This post is more about photographing fire trucks with people from an assignment in Eureka, CA. In the last post I wrote about the first dramatic location that I used, a lumber mill with huge piles of cut logs. I really wanted to incorporate the redwood forest with the fire engine, but this presented many obstacles to creating a great shot.
First of all, although there was a small, narrow road that went through portions of the forest, we had to be able to get the engine in there somewhere without scratching it or … heaven forbid, getting it dirty.
We scoured the path with a smaller vehicle so I could not only get a feel for a potential background, but equally as important I needed to locate a vantage point to shoot from with a clear enough field of view that would allow an unobstructed shot of the fire engine.

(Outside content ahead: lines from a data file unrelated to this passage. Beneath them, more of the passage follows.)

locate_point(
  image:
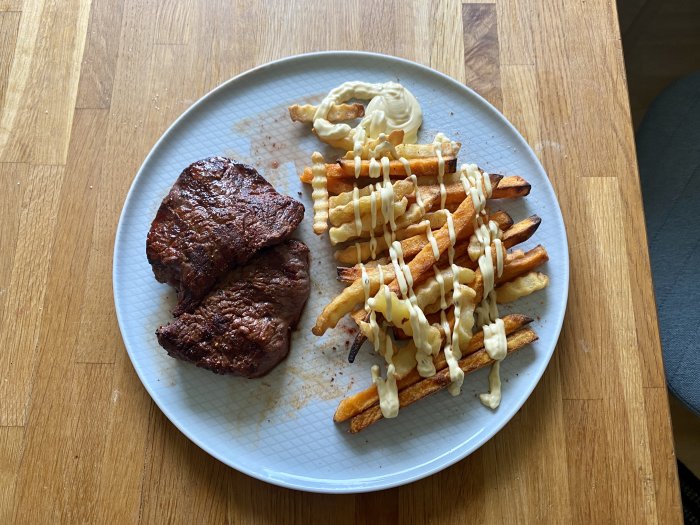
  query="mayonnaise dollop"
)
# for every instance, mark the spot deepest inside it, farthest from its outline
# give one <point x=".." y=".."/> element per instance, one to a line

Next … was the concept of lighting. The forest was fairly dense and only minimal direct sunlight filtered through. It was a forgone conclusion that we wouldn’t have the same lighting from the lumber mill with full sun to bring out a rich red and clean white. Although that’s what the client was expecting for the product, I was determined to offer them an alternative that was so incredibly dramatic that they’d accept the change in the norm for fire truck photography.

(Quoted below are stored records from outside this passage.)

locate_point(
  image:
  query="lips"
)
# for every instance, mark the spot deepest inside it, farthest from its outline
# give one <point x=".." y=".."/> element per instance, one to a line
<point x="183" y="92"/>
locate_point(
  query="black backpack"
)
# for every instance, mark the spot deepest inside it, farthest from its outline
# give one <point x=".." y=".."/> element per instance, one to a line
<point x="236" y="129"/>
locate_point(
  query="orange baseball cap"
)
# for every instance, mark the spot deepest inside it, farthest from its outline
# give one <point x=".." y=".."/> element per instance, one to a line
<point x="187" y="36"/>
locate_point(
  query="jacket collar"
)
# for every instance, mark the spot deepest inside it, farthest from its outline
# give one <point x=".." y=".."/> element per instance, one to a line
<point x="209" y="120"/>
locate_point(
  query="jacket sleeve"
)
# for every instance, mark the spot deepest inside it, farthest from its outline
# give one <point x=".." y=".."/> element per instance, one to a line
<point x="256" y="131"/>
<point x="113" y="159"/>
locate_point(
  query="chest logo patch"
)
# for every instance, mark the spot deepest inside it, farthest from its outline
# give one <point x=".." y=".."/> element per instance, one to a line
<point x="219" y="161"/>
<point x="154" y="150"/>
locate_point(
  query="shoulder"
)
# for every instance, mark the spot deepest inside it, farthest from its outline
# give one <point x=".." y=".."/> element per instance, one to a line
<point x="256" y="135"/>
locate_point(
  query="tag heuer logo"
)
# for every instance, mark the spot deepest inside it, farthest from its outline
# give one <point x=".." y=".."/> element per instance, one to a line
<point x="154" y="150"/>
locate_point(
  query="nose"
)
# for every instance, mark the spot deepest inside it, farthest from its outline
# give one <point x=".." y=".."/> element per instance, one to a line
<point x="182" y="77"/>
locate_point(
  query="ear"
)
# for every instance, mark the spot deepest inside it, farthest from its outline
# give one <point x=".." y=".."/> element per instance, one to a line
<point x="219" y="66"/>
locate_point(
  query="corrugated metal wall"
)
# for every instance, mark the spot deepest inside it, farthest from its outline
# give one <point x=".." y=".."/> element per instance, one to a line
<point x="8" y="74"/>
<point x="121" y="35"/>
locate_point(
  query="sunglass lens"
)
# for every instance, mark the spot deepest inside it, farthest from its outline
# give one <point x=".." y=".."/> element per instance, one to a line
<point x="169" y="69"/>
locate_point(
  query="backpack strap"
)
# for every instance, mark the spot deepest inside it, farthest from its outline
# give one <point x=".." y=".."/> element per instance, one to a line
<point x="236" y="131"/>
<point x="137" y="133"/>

Once we could conquer the sight and lighting … we had to understand that the image would require a slow exposure due in part to the darkened conditions in the woods and the relative slow film speed for Fuji Velvia or Provia. This in and of itself was not an issue because photography with a Mamiya RZ67 is tripod based, and that means the shutter can remain open for a long time without fear of camera shake. The concern was for the images where I included the firefighters. They were going to have to hold pretty still.
This first location required the use of a wide-angle lens, but the next spot allowed me to shoot with a 110mm normal lens.
Since we were in the woods, the firemen changed from structural PPE to wildland PPE, a common practice in wildfire prone California. I put them all in poses that would either allow them to balance with the aid of a tool or simply a rigid stance.